In the Loop

28.2.12  Warmest Tuesday Greetings, my fascist brethren!

Last night’s MNFC turned into a kind of Westminster Story Time, as we all gathered first round Jess’ Massive Telly™ and then around Helen’s armchair to learn more about the ins and outs of politics and the Department for International Development.  Jess selected In The Loop for our viewing pleasure, and fortunately for us managed to break the curse that has prevented her from watching it all the way through in the past.

Peter Capaldi as Malcolm and James Gandolfini as General Miller in IN THE LOOP, directed by Armando Iannucci.

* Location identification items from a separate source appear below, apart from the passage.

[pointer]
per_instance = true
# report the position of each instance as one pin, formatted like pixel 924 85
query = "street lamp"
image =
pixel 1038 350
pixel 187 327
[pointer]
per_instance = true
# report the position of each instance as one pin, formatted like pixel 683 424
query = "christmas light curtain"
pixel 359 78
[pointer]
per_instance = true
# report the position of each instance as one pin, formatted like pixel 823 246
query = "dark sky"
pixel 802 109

Nicola Dove

Before the film Jess deployed her secret weapon in the kitchen – a Paul – and served up some yummy chilli con carne followed by delicious cake. Dinner passed without Max the crazy ninja cat making any moves, but Helen and her tights fell foul of Max’s claws half way through the film; Matt breathed a sigh of relief!

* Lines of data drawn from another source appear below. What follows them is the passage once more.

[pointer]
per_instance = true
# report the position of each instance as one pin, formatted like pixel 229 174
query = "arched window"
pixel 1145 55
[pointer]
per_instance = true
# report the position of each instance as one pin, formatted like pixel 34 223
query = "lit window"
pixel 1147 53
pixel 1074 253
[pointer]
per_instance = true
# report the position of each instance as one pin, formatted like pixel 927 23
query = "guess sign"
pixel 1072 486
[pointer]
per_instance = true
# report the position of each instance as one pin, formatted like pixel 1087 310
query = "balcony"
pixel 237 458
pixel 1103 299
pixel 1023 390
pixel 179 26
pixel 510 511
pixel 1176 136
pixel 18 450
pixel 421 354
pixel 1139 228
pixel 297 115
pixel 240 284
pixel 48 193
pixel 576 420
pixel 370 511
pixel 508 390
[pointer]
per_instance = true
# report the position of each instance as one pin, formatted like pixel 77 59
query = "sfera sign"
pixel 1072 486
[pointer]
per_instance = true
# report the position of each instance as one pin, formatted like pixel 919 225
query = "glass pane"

In The Loop is the big screen outing of The Thick of It , the BBC’s sharp satire on modern politics and spin which takes us into a world of inept politicians, civil servants and the most creative swearing since…since…a very creative swear-y thing from the past. Peter Capaldi reprises his small screen role as the notorious spin doctor, Malcolm Tucker, and spends the film terrorising the mild and slightly inept Minister for International Development and his aide as played by Tom Hollander and Chris Addison. The minister gets caught between US and UK factions for and against a war, and the saga takes him from London to Washington, the UN and … Nottingham! Throw in Alan Partridge, Tony Soprano and that girl from My Girl and you’ve got all the ingredients for a cracking comedy.

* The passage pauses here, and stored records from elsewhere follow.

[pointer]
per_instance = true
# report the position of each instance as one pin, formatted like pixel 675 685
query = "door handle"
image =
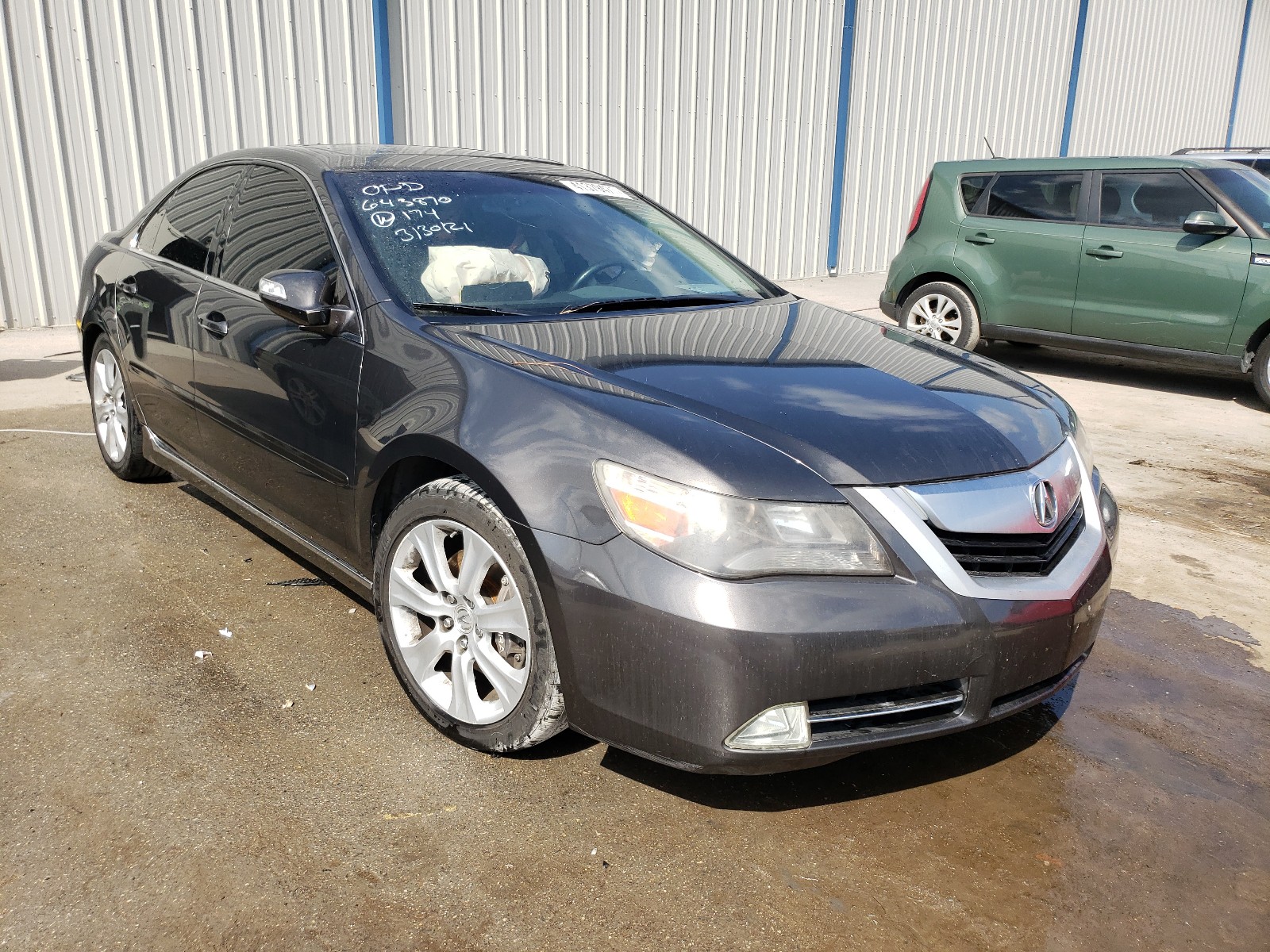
pixel 215 324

After the film Helen gave us the DFID insider’s perspective, and revealed a terrifying world in which government ministers’ behaviour is determined by inexperienced twenty-somethings – or ‘foetus-faces’ – while civil servants try and direct them into not-too-annoying policy directions. This spurred us on to some serious political chin-stroking, but we reined ourselves in by also wondering which accents are best for swearing, and pointing out sightings of Peter Capaldi in Crouch End.

For the trivia hounds among us, you might be interested to know:

  • the actor who played Chad also stars in the US version of The Office
  • Rotten Tomatoes categorises In The Loop as Art House & International
  • Armando Iannucci, who wrote both the film and the TV series and directed the film, gained access to the US State Department by ’flashing a simple photo ID to a security guard and saying “BBC. I’m here for the 12:30.” He then spent a few hours walking around taking pictures for his set designers.’
  • Peter Capaldi acted alongside John Malkovich and Glenn Close in Dangerous Liaisons.

For those of you who are disappointed that I didn’t elect to write this review in the style of Malcolm Tucker, you can console yourselves with some of his choicest sayings from the film here, or make your own Malcolm Tucker poster here, or even become his friend on Facebook. If you want to go even further and basically become Malcolm Tucker, those of you with wanky clever iPhones can download an ‘app’.

For MNFC-ers who can’t be doing with all this swearing and nastiness, there is always this alternative In The Loop I came across during my extensive Googling. I myself liked some of the more tame quotes from the film, such as Malcolm calling the minister ‘a Nazi Julie Andrews’, and Toby describing something as ‘difficult difficult lemon difficult’.

Anyway, the next session will be on 26th March and will be hosted by Comrade Love. But between now and then we have the FAFTAs! I promise some info will be coming your way very soon, so watch this space.

Beccaxx

WHAT THE F**K DO YOU THINK THIS IS? A S**TTING DEMOCRACY? F**K OFF WITH YOUR OXBRIDGE NOTIONS OF CIVILISED SOCIETY, YOU BUNCH OF JEREMY HUNTS, OR I’LL HOLEPUNCH YOUR FACEs.